La solitudine fa risplendere la Verità «nel deserto fiorito / dell'anima» (Come allora), permette di oltrepassare i «limiti del tempo» (Dal bianco del pennello), di percepire il «candore del diamante / dentro l'oscurità» (Un riflesso d'amore). Nel silenzio si coglie la voce del Signore che chiama le Sue creature, dal silenzio scaturiscono «frammenti di cielo» (Quali frammenti di cielo), nel silenzio si vive lo stupore di fronte alla meraviglia del creato (Chi ama è prodigo). Silenzio e solitudine, cercati e accettati per una più intensa e consapevole penetrazione nel sapere, diventano elementi indispensabili per gratificanti sensazioni di consonanza e di immersione nella realtà che appare luminosa in una policromia sfaccettata di trasparenze in cui prevalgono le tonalità e le sfumature dell'azzurro del cielo e del mare. Ma il silenzio e la solitudine si annullano nella percezione della presenza di Dio nel proprio cuore (E dove le ali ) che permette di intessere un dialogo silenzioso, ma profondo e illuminante. Un'esperienza che va rivissuta, oggettivata verbalmente per poter essere comunicata, ragion per cui per la poetessa diventa di determinante importanza Scrivere, tematica a cui dedica diverse liriche nella consapevolezza che «Scrivere è cogliere lo stupore / dentro il calice del sospiro», quel sospiro che appunto si avverte solo nel silenzio, ma che poi si dilata ed arricchisce, diventando quella voce di mistero e di verità che l'animo del poeta coglie e che la sua poesia esprime e comunica.

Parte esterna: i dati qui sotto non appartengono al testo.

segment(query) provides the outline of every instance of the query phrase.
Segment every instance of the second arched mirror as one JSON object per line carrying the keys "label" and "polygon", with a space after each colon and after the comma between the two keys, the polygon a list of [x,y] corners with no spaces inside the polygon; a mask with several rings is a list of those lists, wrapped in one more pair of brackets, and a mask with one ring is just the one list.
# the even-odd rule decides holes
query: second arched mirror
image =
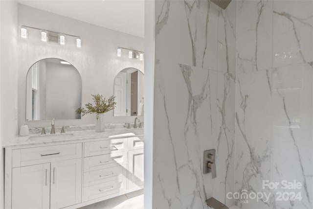
{"label": "second arched mirror", "polygon": [[143,116],[144,75],[133,68],[118,73],[114,82],[114,116]]}

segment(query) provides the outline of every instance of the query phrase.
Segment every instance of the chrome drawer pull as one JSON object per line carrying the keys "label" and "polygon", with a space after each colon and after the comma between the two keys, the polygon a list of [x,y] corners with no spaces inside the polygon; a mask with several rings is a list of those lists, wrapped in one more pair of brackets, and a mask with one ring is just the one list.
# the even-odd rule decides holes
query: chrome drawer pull
{"label": "chrome drawer pull", "polygon": [[109,189],[111,189],[112,188],[113,188],[113,186],[111,186],[111,187],[109,187],[109,188],[102,188],[102,189],[99,189],[99,191],[106,191],[106,190],[109,190]]}
{"label": "chrome drawer pull", "polygon": [[110,149],[112,149],[112,148],[114,148],[116,150],[118,150],[118,149],[114,145],[112,145],[112,146],[106,146],[106,147],[103,147],[103,146],[100,146],[100,149],[107,149],[108,148],[110,148]]}
{"label": "chrome drawer pull", "polygon": [[45,169],[45,186],[47,186],[47,172],[48,171],[48,169]]}
{"label": "chrome drawer pull", "polygon": [[43,155],[42,154],[41,154],[40,155],[41,156],[41,157],[43,157],[43,156],[47,156],[48,155],[59,155],[60,153],[61,153],[61,152],[59,152],[56,153],[46,154],[45,155]]}
{"label": "chrome drawer pull", "polygon": [[53,168],[53,184],[54,184],[54,176],[55,176],[54,170],[55,170],[55,167]]}
{"label": "chrome drawer pull", "polygon": [[99,175],[99,177],[104,177],[105,176],[110,176],[111,175],[113,175],[114,174],[114,173],[112,172],[111,173],[109,173],[109,174],[106,174],[106,175],[103,175],[103,174],[100,174]]}
{"label": "chrome drawer pull", "polygon": [[113,162],[114,161],[100,161],[100,163],[109,163],[109,162]]}

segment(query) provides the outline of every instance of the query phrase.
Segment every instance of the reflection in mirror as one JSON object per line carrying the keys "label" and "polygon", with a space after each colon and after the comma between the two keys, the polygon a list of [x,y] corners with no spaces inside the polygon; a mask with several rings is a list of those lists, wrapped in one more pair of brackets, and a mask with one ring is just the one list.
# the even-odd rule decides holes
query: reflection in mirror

Questo mondo poetico, nel suo silenzio e nella sua solitudine, è privo di presenze umane: il dialogo interpersonale è sempre con il divino, in momenti di più intensa ed approfondita riflessione sui misteri cristiani (Settimana Santa) , nel ripercorrere con la memoria e la fantasia le regioni della Terra santificate dalla presenza divina nella Storia, in un colloquio personale di dialogo e di ricerca (O Divina Madre, Vergine della Solitudine, Cercarti ) nell'attesa e nella speranza. Unica presenza umana, nella sua dimensione trascendentale tra terra e cielo, è Celina, a cui è dedicata l'intensa e commossa lirica Un raro fiore : si tratta di una consorella orsolina indiana la cui vita è stata contrassegnata dalla stupefacente presenza del divino e di cui è in corso la causa di beatificazione.
Così la poesia di Mariangela De Togni si conferma contrassegnata da un'ispirazione persistente e unitaria, tesa a dire l'indicibile che solo il cuore coglie e che solo la poesia, con la ricchezza delle sue immagini e l'espressività sottile e profonda dei versi, può esprimere, in un'elegante ricercatezza formale che proietta
il dire poetico al di là del tempo e della storia in una dimensione di continuità e persistenza della natura che diventa metafora dell'eterno e tensione verso l'assoluto.
Per Mariangela De Togni scrivere poesia rappresenta il modo più autentico ed efficace di comunicare in un dialogo che vuol essere aperto a tutti e tutti vuole coinvolgere nella contemplazione del mistero della creazione.